Sometimes old technology is superior to the "latest and greatest".
Do you trust that election results always represent "the will of the people"? Probably not.
The 2000 presidential election began to make the public aware of the extent to which our voting systems and technology were susceptible to error and fraud. Much has changed since then, but not all for the better. Some of the newer systems actually make it easier for a malicious person to manipulate election results without detection. Such problems have caused some to believe that paper ballots are the only choice, yet those have a long history of fraud.
The SAVIOC Voting System (www.savioc.com) is so radically different from every other voting technology that some voting experts can't believe it's possible to be so transparent and so secure. The key is in the basic design philosophy: use ordinary old personal computers, put everything on floppy diskettes, and make everything public knowledge except how any individual votes. All software, including the source code, can be downloaded by anyone and examined or tested.
Because all software, including the operating system, is on a floppy, the hard drive (if any) is irrelevant.

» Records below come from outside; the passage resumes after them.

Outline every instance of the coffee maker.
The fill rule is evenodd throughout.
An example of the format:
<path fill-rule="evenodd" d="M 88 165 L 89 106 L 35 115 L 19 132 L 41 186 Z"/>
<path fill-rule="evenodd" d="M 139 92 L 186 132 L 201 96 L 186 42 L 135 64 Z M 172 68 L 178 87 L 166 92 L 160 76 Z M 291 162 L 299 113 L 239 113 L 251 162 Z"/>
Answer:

An image of each precinct's boot diskette is made public before the election, and multiple copies are provided to the precinct. On election day, one copy is selected by a clearly random process to boot the computer, and others are distributed to interested parties for verification. This prevents pre-election chicanery. Once the program is started, it cannot be interrupted except by removing power or ejecting the diskette. Furthermore, an unlimited number of provably identical copies of the final results can be generated and distributed to multiple parties to keep each other honest. (Other voting systems have only one master copy of results; whoever controls the results could control the election.) SAVIOC requires no keylocks, secret passwords or "trusted operators" with special access to the system!
Buying votes is a scourge almost as old as voting itself. One way to check that a bought voter stayed bought is to specify a unique write-in for some unimportant office. The ballot with that voter's "signature" write-in should include the paid-for vote. SAVIOC prevents that scam by storing write-ins separate from regular votes. Also, the sequence of votes is scrambled to prevent identifying a voter by the order of voting.
Because the only unique hardware required for SAVIOC is a simple "Permission Box" (connected via a serial port cable) allowing voting officials to unlock the program for each voter, costs are exceptionally low. The computers themselves can be obsolete discards. (Newer computers may require an external USB floppy drive.)
The main market is the roughly 3000 counties in the USA, but some currently have prohibitive election laws that never anticipated anything like SAVIOC.
SAVIOC has undergone more than ten years of testing and improvement. As of 2011 June 1, in 162 public demonstrations, using 751 diskettes, 12,277 ballots have been cast without a single lost or misattributed vote.